Drilling fluids, also commonly referred to as drilling mud or drilling muds, have been used for many years and provide a number of benefits for drilling. Drilling fluids are directed through the hollow axis of the drillstring to lubricate and cool the drill bit at the bottom of the well. The drilling fluids return to the surface in the annulus between the drillstring and the interior wall of the drillstring carrying drill cuttings (rocks, sand, shale, grit and other debris) back to the surface. At the surface, drilling fluids are processed to remove drill cuttings and undesirable drill solids, then recirculated into the well. Another function of the drilling fluids is attained by the addition of loss circulation materials sometimes referred to by the letters “LCM” or loss prevention materials, also referred by the letters “LPM”. The function of the LCM is to seal porous and permeable or naturally fractured formations and to arrest hydraulic fracturing of formations, preventing the drilling mud from leaking away from the wellbore which is a condition called “lost circulation”. The function of the LPM is to prevent or significantly limit hydraulic fracturing of the formation to the near wellbore region to create a stronger wellbore, this application of LPM is referred to as wellbore strengthening which prevents the drilling mud from leaking away from the wellbore. It should be noted that LCM/LPM does not dissolve or react with the drilling mud and generally comprises solid granular, fibrous, or flake-like materials that are able to form plugs by the accumulation of many individual LCM/LPM particles. Wellbore strengthening and lost circulation remedies using LCM/LPM may not be fully utilized because it is impractical to recover and recycle the materials used to in these operations and also to process the drilling fluid to remove the drill cuttings and undesirable drill solids. Typically, screening operations may be bypassed to retain the wellbore strengthening and lost circulation materials for a period of time such that normal processing to remove drill cuttings and undesirable drill solids cannot be utilized or the LCM/LPM is used for only a single pass through the well then removed and discarded at the surface.
In addition to the functions described above, drilling fluids also often include other materials, sometimes called “weighting agents” that alter the density of the mud and most commonly increase the density of the drilling mud to maintain substantial head pressure in the wellbore.

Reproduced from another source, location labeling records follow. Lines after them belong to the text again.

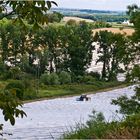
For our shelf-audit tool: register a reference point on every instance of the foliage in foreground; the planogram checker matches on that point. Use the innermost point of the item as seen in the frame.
(9, 104)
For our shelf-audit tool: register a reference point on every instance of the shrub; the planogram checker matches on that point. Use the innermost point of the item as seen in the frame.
(95, 75)
(64, 77)
(54, 79)
(16, 87)
(88, 79)
(45, 78)
(50, 79)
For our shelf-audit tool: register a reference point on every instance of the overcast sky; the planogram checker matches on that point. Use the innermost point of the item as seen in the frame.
(97, 4)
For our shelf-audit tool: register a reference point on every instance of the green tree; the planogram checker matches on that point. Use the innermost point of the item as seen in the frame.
(79, 48)
(113, 50)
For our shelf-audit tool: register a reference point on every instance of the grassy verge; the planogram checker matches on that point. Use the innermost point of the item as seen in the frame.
(47, 92)
(97, 128)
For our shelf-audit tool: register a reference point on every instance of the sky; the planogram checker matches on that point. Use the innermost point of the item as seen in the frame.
(97, 4)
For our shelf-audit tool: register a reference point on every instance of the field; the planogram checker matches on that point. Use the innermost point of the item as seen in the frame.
(65, 19)
(125, 31)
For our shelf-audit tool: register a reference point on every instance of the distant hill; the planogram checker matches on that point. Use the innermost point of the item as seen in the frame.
(95, 15)
(67, 11)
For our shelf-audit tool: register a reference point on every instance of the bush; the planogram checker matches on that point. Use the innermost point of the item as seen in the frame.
(64, 77)
(16, 87)
(54, 79)
(50, 79)
(88, 79)
(95, 75)
(45, 79)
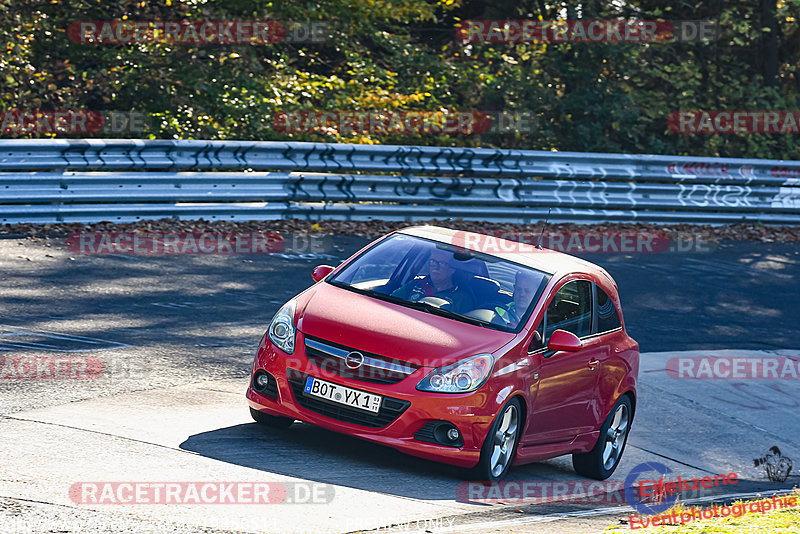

Maintaining substantial head pressure is also called “well control” and well control basically means drilling and completing the well while maintaining head pressure that avoids a “blowout” or “kick”. A blow out or kick primarily occurs when the pressure exerted on the walls of the wellbore becomes less than the pressure a fluid in a high pressure formation that has been penetrated by the wellbore. Blow outs and kicks are very dangerous and destructive. Weighting agents are finely ground materials which make the removal of fine drill solids by processing equipment such as hydrocyclones and rotating centrifuges considerably less efficient. Often both well control and lost circulation control are needed in the same interval such that drilling fluids have both a weighting agent and loss circulation materials to maintain a substantial volume of dense drilling fluid in the wellbore at all times.
In conventional drilling operations, the drilling fluids are recirculated after being processed to remove the drill cuttings and other undesirable solids from the fluid. Typically, the separation of larger drill cuttings is done based on size with a screened shale shaker and smaller solids may be partially removed by additional processing equipment such as hydrocyclones or rotating centrifuges which work based on the mass of a particle. As the LCM/LPM materials and weighting agents are solids, they interfere with the efficient removal of drill cuttings and other undesirable solids because the particles have similar size or mass. Since such materials have not been very expensive, there has been little incentive to consider ways to recover or recycle these materials. However, advances in wellbore strengthening technology, improved LPM materials and an increasingly limited supply of quality weighting materials has created the need for improved methods for the recovery and recycling for drilling fluids materials. At the same time, petroleum drilling operations in remote areas makes disposable materials more expensive when one considers the logistical costs of shipping such materials and maintaining large inventories of the same, particular in offshore or small worksite locations.